Our motivation can get a little 'lost' (or battered) as we get older, and we can forget the importance of breaking out of our comfortable existence to strive for something more. I remember a quote we used to discuss in sessions in prison which is "If we always do what we have always done, we will always get what we have always got". Henry Ford apparently said that, and it was a thought provoking poem that got a lot of discussion going about the need to work on new goals.

So how do you start working towards your goals? SMART is the key, and here is what it stands for:

S- Specific- Make your goals detailed and specific, rather than vague and lofty. For instance, if your goal was fitness related, it's not helpful to say "I want to get fitter". What does that mean? What does that look like? Make it specific and all of a sudden you know what you're working on, like "I want to run further", or "I want to lose weight" . These are examples of specific goals.

M- Measurable- You need to have a clear picture of what you are measuring your goal against, and when you've reached it. Following the same example, if your goal is to "get fitter", how do you know when you've reached that goal? If you have something you can measure, you'll be spurred on more to continue. A measurable goal is "I want to run 2 miles", or "I want to lose 10lbs", or "I want to fit in those old skinny jeans". You know when you've achieved it, and you know exactly what you're working on.

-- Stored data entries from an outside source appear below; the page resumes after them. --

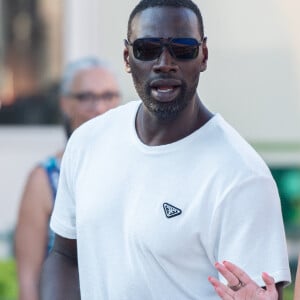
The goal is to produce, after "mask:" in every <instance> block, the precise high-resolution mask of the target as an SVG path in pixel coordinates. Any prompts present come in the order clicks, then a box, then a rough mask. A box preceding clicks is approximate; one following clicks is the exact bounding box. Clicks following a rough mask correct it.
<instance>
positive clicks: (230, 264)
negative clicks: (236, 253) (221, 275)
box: [222, 261, 252, 284]
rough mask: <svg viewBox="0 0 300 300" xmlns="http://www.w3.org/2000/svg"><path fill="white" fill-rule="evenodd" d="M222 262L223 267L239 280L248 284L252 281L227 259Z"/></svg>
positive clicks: (241, 270) (245, 283) (237, 267)
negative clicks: (226, 260) (237, 278)
mask: <svg viewBox="0 0 300 300" xmlns="http://www.w3.org/2000/svg"><path fill="white" fill-rule="evenodd" d="M223 264H224V266H225V268H226V269H227V271H229V272H230V273H231V274H232V275H233V276H235V277H236V278H238V280H240V281H241V282H243V283H244V284H248V283H249V282H251V281H252V280H251V278H250V277H249V276H248V275H247V274H246V273H245V272H244V271H243V270H242V269H240V268H239V267H238V266H236V265H235V264H233V263H231V262H229V261H224V262H223ZM222 275H223V274H222ZM225 278H226V279H227V280H228V278H227V277H225Z"/></svg>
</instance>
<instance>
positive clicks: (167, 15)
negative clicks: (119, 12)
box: [131, 6, 199, 37]
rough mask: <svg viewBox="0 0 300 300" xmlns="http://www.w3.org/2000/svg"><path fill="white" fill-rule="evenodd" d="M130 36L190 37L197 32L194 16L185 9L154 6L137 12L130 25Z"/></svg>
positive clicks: (188, 10) (170, 7)
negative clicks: (170, 35)
mask: <svg viewBox="0 0 300 300" xmlns="http://www.w3.org/2000/svg"><path fill="white" fill-rule="evenodd" d="M131 27H132V28H131V29H132V35H133V36H134V37H142V36H153V34H155V35H156V36H165V35H171V36H174V33H175V35H176V32H178V34H180V35H186V36H190V35H191V33H193V32H194V31H195V30H196V31H197V32H199V30H198V28H199V25H198V19H197V16H196V14H195V13H194V12H193V11H192V10H191V9H189V8H186V7H169V6H155V7H149V8H146V9H145V10H143V11H141V12H139V13H138V14H137V15H136V16H135V17H134V18H133V20H132V23H131Z"/></svg>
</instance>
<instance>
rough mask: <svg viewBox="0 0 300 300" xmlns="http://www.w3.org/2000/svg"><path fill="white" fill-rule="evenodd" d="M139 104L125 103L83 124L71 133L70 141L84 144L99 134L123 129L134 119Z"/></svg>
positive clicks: (129, 102)
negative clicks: (70, 137) (73, 131)
mask: <svg viewBox="0 0 300 300" xmlns="http://www.w3.org/2000/svg"><path fill="white" fill-rule="evenodd" d="M139 103H140V101H130V102H127V103H125V104H122V105H119V106H118V107H116V108H112V109H110V110H109V111H107V112H105V113H104V114H102V115H99V116H97V117H95V118H93V119H91V120H89V121H87V122H85V123H84V124H82V125H81V126H79V127H78V128H77V129H76V130H75V131H74V132H73V134H72V136H71V138H70V141H72V142H73V141H77V142H79V143H85V142H87V141H89V140H90V139H92V138H93V137H96V136H98V137H99V135H100V134H101V135H103V134H110V133H111V132H113V130H119V129H120V128H121V129H122V128H124V126H126V125H128V124H130V122H131V120H132V119H133V118H134V116H135V113H136V111H137V107H138V105H139ZM70 141H69V142H70Z"/></svg>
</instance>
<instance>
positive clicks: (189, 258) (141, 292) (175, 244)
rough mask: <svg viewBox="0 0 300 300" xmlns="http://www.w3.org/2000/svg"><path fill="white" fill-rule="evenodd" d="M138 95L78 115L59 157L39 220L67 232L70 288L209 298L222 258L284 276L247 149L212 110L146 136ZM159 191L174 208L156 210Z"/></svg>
mask: <svg viewBox="0 0 300 300" xmlns="http://www.w3.org/2000/svg"><path fill="white" fill-rule="evenodd" d="M139 104H140V102H139V101H134V102H130V103H128V104H126V105H123V106H121V107H119V108H116V109H113V110H111V111H109V112H108V113H106V114H104V115H102V116H100V117H97V118H95V119H93V120H91V121H89V122H88V123H86V124H84V125H83V126H81V127H80V128H79V129H78V130H77V131H75V133H74V134H73V136H72V137H71V139H70V141H69V143H68V146H67V150H66V153H65V155H64V158H63V162H62V170H61V177H60V182H59V189H58V194H57V199H56V202H55V209H54V213H53V217H52V220H51V226H52V228H53V230H54V231H56V232H57V233H58V234H59V235H61V236H63V237H66V238H71V239H75V238H76V239H77V243H78V255H79V273H80V289H81V293H82V296H81V297H82V299H83V300H99V299H105V300H121V299H122V300H142V299H143V300H158V299H159V300H187V299H200V300H202V299H208V300H210V299H219V298H218V297H217V296H216V294H215V292H214V290H213V288H212V286H211V285H210V284H209V282H208V280H207V277H208V276H210V275H212V276H218V275H217V273H216V271H215V268H214V263H215V262H216V261H223V260H229V261H232V262H234V263H237V264H238V265H240V266H241V267H242V268H244V269H245V270H246V271H247V272H249V274H250V276H252V277H253V278H255V279H256V280H257V282H258V283H259V284H263V282H262V280H261V278H260V277H261V273H262V271H266V272H268V273H269V274H271V275H272V276H274V277H275V279H276V281H277V282H278V281H290V272H289V266H288V257H287V249H286V242H285V235H284V228H283V222H282V216H281V207H280V200H279V197H278V193H277V189H276V186H275V184H274V181H273V179H272V177H271V175H270V172H269V169H268V168H267V166H266V165H265V163H264V162H263V161H262V160H261V158H260V157H259V156H258V155H257V154H256V152H255V151H254V150H253V149H252V148H251V147H250V146H249V145H248V144H247V143H246V142H245V141H244V140H243V139H242V138H241V137H240V136H239V135H238V134H237V133H236V131H235V130H234V129H232V128H231V126H230V125H228V124H227V123H226V122H225V121H224V120H223V118H222V117H221V116H220V115H219V114H217V115H215V116H214V117H213V118H212V119H211V120H210V121H209V122H208V123H206V124H205V125H204V126H203V127H202V128H200V129H199V130H197V131H196V132H194V133H192V134H191V135H189V136H188V137H186V138H184V139H182V140H180V141H178V142H175V143H172V144H168V145H162V146H152V147H151V146H146V145H144V144H143V143H142V142H141V141H140V140H139V139H138V137H137V134H136V131H135V115H136V111H137V108H138V105H139ZM164 203H168V204H170V205H172V206H174V207H175V208H177V209H179V210H181V214H178V215H176V216H174V217H171V218H167V217H166V214H165V211H164V208H163V204H164ZM179 210H178V211H177V212H179ZM174 211H175V214H177V213H176V209H175V210H174ZM170 212H172V211H169V213H170Z"/></svg>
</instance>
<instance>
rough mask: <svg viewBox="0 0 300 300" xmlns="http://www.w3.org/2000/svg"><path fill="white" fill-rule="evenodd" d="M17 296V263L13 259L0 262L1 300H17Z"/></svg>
mask: <svg viewBox="0 0 300 300" xmlns="http://www.w3.org/2000/svg"><path fill="white" fill-rule="evenodd" d="M17 296H18V284H17V271H16V263H15V261H14V260H13V259H9V260H5V261H0V299H1V300H15V299H17Z"/></svg>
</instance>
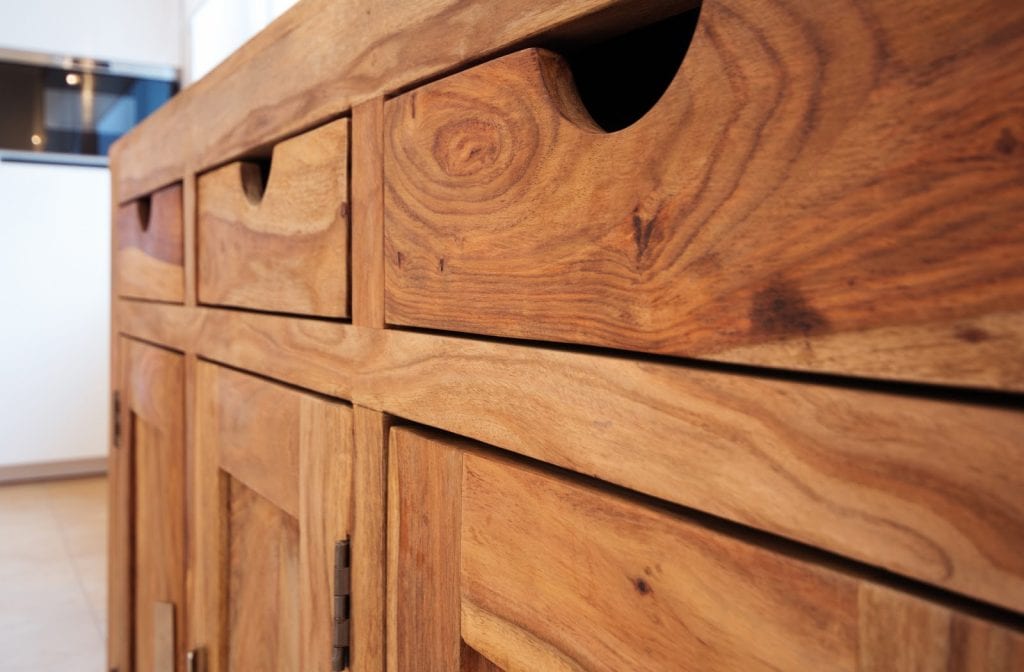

A- Achievable- To avoid losing the will to live, make your goals achievable. If you set a goal to run a marathon tomorrow, and you've barely walked further than the kitchen in years, you're gonna fail. And failing doesn't feel good, and you'd likely give up. Break down your goals into smaller more achievable chunks, and you'll find you're succeeding pretty quickly, and that feels good! So if you've decided to get off your ass and run a marathon, perhaps your first goal should be to walk a mile, and take it up step by step from there.

R- Relevant- The 'R' is a little debatable in some definitions of SMART, and often stands for 'Realistic', but I find that too similar to 'achievable', so I prefer relevant. If your goal is relevant to you, and it matters to you, it's a good goal. If you don't actually care that you don't fit in those old jeans, what's the point? To succeed at our goals we have to genuinely want it. I've never fancied running a marathon, so if I tried, even if I made the goals small and measurable and specific etc. I'd probably not get there because it doesn't really matter to me. So choose a goal you care about.

T- Time Bound- I find this the most useful element of this exercise, because as you know I'm a procrastinator, and if I have a time frame I've set for myself I'm a lot more likely to do it. For example, to continue with the same goals, they would look something like this "I want to be able to run 2 miles in the next 6 weeks", or "I want to lose 10lbs in the next 6 weeks", or "I want to fit into those skinny jeans by the 1st of April". Setting a deadline, and making it realistic (you won't lose 10lbs by tomorrow...I'm sorry), is a great way of really knowing what you are working on and how long you plan to take. Then once you've got to the 1st of April, you'll know if you succeeded or not, and if you did, you can move on to the next one!

Have a go at drafting your perfect SMART goal and putting it on the fridge door. You could find yourself further than you ever thought possible.